Larsen, 47, a former legislative aide to Schaefer and Glendening, has no experience in utility regulation. But he won renown in the General Assembly and the public for his efforts to stop the for-profit conversion of CareFirst BlueCross BlueShield, a deal he concluded would have enriched company executives with large bonuses without helping consumers.

He replaces Kenneth D. Schisler, who became a lightning rod for criticism because he supported the rate increase and maintained close ties with industry lobbyists.

Larsen, currently the president and chief executive officer of Amerigroup Maryland Inc., a health insurer, deferred questions about how he will seek to mitigate rate increases. The commission is required by law to conduct reviews of the deregulation of electricity and of the way utilities buy their power, and Larsen said he does not know whether he will continue the previous commission's work or start over.

Brogan, 49, also has a long history in Annapolis. She, like Larsen, was once a legislative assistant in the General Assembly. After a nine-year stint on the PSC, which included the commission's approval of a plan to implement the 1999 deregulation of the electric industry, she became the director of development for the Radcliffe Creek School in Annapolis.

Little competition

The deregulation plan became a central item of contention in the fight over the BGE rate increase, with many lawmakers and analysts arguing that rate caps the commission instituted were partly responsible for the spike in prices.

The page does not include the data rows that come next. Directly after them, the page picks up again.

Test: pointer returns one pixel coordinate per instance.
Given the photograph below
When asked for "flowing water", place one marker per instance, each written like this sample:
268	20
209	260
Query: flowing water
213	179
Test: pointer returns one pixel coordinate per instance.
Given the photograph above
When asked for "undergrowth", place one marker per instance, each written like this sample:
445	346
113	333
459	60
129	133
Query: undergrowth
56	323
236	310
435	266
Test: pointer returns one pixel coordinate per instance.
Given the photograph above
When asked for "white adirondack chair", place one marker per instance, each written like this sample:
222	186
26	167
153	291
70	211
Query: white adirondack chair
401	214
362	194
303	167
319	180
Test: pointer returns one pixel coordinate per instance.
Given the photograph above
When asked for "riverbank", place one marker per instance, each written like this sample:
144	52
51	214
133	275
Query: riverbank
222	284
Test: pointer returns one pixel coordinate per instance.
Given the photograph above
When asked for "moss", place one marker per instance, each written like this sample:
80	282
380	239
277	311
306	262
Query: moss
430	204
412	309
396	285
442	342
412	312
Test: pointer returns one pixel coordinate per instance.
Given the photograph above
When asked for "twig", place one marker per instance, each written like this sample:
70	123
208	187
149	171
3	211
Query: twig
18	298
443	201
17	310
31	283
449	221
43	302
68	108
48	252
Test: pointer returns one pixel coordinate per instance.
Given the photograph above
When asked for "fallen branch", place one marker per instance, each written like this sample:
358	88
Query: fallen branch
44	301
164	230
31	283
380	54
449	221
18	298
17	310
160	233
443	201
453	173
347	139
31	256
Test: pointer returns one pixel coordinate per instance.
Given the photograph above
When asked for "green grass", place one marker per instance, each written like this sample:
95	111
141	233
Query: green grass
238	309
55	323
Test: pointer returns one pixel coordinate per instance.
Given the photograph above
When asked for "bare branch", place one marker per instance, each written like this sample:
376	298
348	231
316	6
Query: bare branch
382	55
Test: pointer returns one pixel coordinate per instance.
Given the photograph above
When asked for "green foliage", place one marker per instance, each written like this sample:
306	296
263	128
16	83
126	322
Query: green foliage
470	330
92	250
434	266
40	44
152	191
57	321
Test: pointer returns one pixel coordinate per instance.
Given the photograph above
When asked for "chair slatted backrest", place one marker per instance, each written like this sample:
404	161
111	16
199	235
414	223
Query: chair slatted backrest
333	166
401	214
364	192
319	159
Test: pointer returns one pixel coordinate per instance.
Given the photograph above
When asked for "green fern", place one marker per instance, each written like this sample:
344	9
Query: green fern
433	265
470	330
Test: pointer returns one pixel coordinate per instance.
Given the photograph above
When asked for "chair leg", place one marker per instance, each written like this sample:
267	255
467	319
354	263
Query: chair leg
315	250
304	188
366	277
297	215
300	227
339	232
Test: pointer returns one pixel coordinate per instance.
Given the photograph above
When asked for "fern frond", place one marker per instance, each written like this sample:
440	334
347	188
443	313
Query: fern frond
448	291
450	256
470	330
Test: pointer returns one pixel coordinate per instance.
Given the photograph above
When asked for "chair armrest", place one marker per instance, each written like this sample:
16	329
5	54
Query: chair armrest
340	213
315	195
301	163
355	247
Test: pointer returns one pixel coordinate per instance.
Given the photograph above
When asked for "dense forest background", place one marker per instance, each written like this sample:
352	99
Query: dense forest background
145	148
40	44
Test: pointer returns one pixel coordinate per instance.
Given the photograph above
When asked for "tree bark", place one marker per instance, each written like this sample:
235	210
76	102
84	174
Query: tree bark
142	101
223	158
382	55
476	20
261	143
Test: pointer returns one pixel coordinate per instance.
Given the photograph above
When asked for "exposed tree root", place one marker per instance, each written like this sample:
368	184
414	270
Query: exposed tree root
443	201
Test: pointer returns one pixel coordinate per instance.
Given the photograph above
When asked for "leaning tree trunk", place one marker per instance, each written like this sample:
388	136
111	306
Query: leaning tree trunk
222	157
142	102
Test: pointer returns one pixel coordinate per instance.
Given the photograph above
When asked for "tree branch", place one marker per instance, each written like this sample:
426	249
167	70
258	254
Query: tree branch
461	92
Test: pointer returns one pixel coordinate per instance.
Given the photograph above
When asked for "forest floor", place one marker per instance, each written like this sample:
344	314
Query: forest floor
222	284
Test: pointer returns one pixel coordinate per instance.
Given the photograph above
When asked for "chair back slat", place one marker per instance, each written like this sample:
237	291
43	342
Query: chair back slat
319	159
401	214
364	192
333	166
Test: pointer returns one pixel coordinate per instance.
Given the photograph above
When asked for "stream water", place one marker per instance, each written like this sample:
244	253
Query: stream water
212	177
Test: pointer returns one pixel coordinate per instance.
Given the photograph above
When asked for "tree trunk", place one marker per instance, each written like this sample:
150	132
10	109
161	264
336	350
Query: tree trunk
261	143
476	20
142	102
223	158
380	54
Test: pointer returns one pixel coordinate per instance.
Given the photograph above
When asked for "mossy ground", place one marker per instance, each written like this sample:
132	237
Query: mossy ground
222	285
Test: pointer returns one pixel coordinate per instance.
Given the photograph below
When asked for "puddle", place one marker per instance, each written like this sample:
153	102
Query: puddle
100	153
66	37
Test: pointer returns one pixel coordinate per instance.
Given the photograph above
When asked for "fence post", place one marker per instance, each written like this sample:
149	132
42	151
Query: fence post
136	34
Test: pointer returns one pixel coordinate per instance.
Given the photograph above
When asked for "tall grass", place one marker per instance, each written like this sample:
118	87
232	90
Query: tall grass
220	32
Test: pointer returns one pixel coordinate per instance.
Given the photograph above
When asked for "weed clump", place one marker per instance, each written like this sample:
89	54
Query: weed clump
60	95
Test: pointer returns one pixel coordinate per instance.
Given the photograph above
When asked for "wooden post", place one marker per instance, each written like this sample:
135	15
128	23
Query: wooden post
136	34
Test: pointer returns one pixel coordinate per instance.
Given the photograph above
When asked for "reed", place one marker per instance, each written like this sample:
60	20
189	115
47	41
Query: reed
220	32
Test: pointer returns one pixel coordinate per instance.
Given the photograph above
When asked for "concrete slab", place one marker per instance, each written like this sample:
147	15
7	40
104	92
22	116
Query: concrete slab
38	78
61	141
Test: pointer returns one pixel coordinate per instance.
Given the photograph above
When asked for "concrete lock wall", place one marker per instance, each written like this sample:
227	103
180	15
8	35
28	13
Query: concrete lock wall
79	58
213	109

The idea behind deregulation was that energy companies would compete to offer service to consumers, but little competition emerged for residential customers.

The BGE price caps were due to expire last June 30, and the PSC's plan called for the company to buy the next year's worth of electricity all at once. Those auctions happened to occur at a time when electric prices were at a peak, causing the expected 72 percent spike.

Thomas A. Firey, the managing editor of the libertarian-leaning Cato Institute's Regulation magazine, said it's curious that O'Malley selected Brogan, one of the architects of that plan.

"The problem with the BGE design was made obvious last winter," Firey wrote in an e-mail. "I've never come across an explanation for the all-at-once requirement."

Other former commission members argue that the PSC's plan to implement deregulation wasn't wholly to blame. Their successors should have altered the plan to match changing market conditions, they say.

Prince George's County State's Attorney Glenn F. Ivey, who was chairman of the PSC for part of Brogan's previous tenure, said her experience during the time of deregulation will be a plus.

"She'll be able to bring options and approaches to addressing the problems that have arisen," Ivey said. "It can really make a huge difference as far as moving forward in this environment."

Brogan said yesterday that the commission could not have foreseen how the markets would develop six years later and that the experience has made her doubt that residential customers will ever benefit from competition in the electric market. "I don't know if going back to re-regulation is the answer," she said.